News > Agreement to cement cultural knowledge for Otago students

Agreement to cement cultural knowledge for Otago students

Agreement to cement cultural knowledge for Otago students
Professor Paul Brunton and Professor Peter Crampton, both of Otago University, sign a new Memorandum of Agreement with Tui Ora chief executive Hayden Wano.

Last Updated: February 2016

Understanding the cultural aspects of health care will be easier for New Zealand dental students thanks to the formalisation of a relationship between Otago University and Tui Ora.

On February 17 the academic institution and the Taranaki health and social services provider will sign a Memorandum of Agreement.The agreement ensures students studying at Otago gain first hand experience of kaupapa Māori organisations, as well as helping facilitate research into Māori health issues.

Tui Ora has an existing relationship with the Otago Faculty of Dentistry, which has seen it supporting dental student placements in Taranaki for some years. The signing, which will take place at the Maratahu St complex in New Plymouth, further cements the relationship.

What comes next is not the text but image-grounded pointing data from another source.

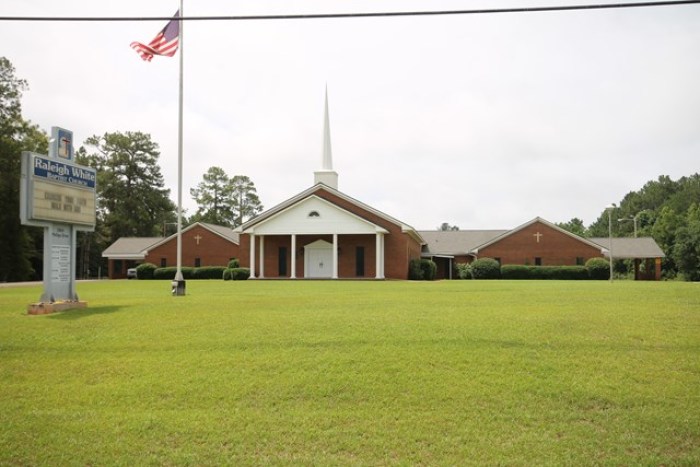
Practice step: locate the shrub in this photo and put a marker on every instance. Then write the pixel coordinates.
(415, 272)
(239, 274)
(464, 270)
(598, 268)
(429, 269)
(208, 272)
(486, 268)
(145, 271)
(422, 269)
(169, 273)
(517, 271)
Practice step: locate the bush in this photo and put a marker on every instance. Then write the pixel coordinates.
(486, 268)
(517, 271)
(429, 269)
(598, 268)
(145, 271)
(464, 270)
(422, 269)
(169, 273)
(208, 272)
(415, 272)
(239, 274)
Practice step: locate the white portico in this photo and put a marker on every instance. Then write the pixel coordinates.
(323, 233)
(314, 227)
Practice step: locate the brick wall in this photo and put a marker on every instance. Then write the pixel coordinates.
(554, 248)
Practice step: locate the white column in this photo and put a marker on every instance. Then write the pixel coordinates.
(252, 256)
(293, 275)
(335, 256)
(262, 257)
(379, 257)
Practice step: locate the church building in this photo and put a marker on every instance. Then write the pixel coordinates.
(322, 233)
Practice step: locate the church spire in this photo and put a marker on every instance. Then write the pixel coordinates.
(326, 175)
(327, 152)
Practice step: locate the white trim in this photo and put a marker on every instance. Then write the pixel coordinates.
(293, 274)
(252, 256)
(262, 257)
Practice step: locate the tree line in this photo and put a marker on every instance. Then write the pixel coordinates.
(132, 200)
(666, 210)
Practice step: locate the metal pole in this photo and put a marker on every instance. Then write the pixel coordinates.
(179, 287)
(610, 208)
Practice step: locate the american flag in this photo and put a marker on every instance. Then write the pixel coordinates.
(165, 42)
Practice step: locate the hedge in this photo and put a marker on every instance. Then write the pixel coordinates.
(517, 271)
(145, 271)
(208, 272)
(486, 268)
(205, 272)
(422, 269)
(598, 268)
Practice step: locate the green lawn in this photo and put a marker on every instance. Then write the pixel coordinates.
(361, 373)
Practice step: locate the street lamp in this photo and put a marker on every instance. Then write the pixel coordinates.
(633, 219)
(610, 210)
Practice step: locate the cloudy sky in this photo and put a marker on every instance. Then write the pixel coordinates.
(482, 121)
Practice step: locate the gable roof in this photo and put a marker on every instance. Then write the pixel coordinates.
(283, 206)
(631, 248)
(456, 242)
(533, 221)
(138, 247)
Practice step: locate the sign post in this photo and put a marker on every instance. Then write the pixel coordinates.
(59, 195)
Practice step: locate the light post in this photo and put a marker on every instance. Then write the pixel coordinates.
(610, 210)
(634, 220)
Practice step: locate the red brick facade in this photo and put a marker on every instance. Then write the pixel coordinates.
(540, 244)
(200, 247)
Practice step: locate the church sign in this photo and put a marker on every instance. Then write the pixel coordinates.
(60, 191)
(58, 195)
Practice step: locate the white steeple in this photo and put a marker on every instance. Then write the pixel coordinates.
(326, 175)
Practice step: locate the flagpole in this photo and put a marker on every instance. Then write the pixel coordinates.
(179, 288)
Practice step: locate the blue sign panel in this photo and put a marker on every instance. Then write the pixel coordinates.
(70, 174)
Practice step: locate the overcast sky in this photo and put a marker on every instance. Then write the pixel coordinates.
(481, 121)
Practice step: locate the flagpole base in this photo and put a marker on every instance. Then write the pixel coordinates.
(177, 288)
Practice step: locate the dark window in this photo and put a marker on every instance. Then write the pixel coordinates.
(360, 261)
(282, 262)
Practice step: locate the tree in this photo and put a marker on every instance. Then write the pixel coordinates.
(214, 198)
(445, 227)
(131, 198)
(244, 202)
(17, 242)
(575, 226)
(686, 248)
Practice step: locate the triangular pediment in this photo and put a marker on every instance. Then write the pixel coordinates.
(314, 215)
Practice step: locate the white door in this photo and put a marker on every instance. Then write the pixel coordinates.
(319, 260)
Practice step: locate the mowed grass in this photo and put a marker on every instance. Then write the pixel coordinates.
(360, 373)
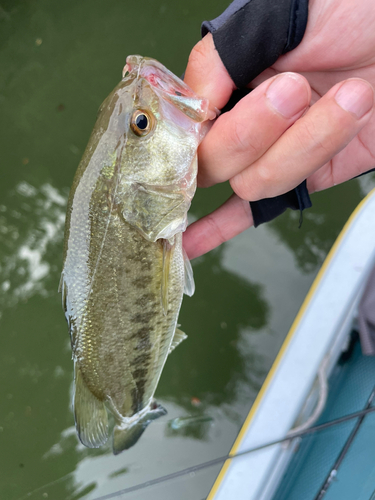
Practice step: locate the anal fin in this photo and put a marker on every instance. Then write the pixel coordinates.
(90, 414)
(179, 336)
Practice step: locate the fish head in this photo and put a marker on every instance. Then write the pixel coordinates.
(157, 121)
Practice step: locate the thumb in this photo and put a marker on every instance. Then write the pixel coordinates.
(206, 75)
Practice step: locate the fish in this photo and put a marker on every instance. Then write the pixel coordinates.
(125, 269)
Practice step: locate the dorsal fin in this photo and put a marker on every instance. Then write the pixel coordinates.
(179, 336)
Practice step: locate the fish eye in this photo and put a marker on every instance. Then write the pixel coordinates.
(141, 122)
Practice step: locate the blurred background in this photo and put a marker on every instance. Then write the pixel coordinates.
(58, 61)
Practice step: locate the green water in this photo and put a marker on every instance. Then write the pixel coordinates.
(58, 61)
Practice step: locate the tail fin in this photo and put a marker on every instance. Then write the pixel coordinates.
(126, 435)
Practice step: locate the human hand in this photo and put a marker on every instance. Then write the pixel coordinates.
(317, 125)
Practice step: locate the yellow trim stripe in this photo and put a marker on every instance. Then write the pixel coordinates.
(285, 345)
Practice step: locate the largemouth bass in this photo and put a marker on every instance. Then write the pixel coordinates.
(124, 270)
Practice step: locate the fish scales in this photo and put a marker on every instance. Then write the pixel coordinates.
(124, 267)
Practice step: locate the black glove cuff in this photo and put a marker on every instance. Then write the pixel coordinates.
(251, 34)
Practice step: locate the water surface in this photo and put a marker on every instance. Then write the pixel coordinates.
(58, 61)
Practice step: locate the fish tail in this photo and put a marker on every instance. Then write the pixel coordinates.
(90, 414)
(126, 435)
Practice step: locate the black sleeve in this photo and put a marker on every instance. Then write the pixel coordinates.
(249, 36)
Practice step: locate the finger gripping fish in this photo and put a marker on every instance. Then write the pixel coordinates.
(124, 270)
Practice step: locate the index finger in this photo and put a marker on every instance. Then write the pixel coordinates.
(206, 74)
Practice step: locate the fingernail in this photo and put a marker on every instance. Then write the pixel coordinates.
(355, 96)
(288, 94)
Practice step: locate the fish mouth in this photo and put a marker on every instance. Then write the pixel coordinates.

Ruth Smithers, Business Development and Corporate Services General Manager at Tui Ora says each cohort of students will spend five weeks in Taranaki. During their time, they take part in cultural events such as powhiri, visit marae and spend time with different staff and services. These range from primary care services like asthma and diabetes support to a physical health programme and early childhood workshops.

“This gives them a sense of the wrap-around or culturally centred care we provide.They understand that many factors feed into a person’s health and wellbeing, and it’s believed that participation will enhance their general cultural knowledge.”

Their time in the region also includes visits to dentists. New Plymouth dentist Chris Taylor has been instrumental in establishing the relationship and is a supporter of the programme.

As well as providing clinical and cultural opportunities for dental and other health science student placements, the MOA will see Tui Ora and the university working collaboratively on research projects that will benefit Māori.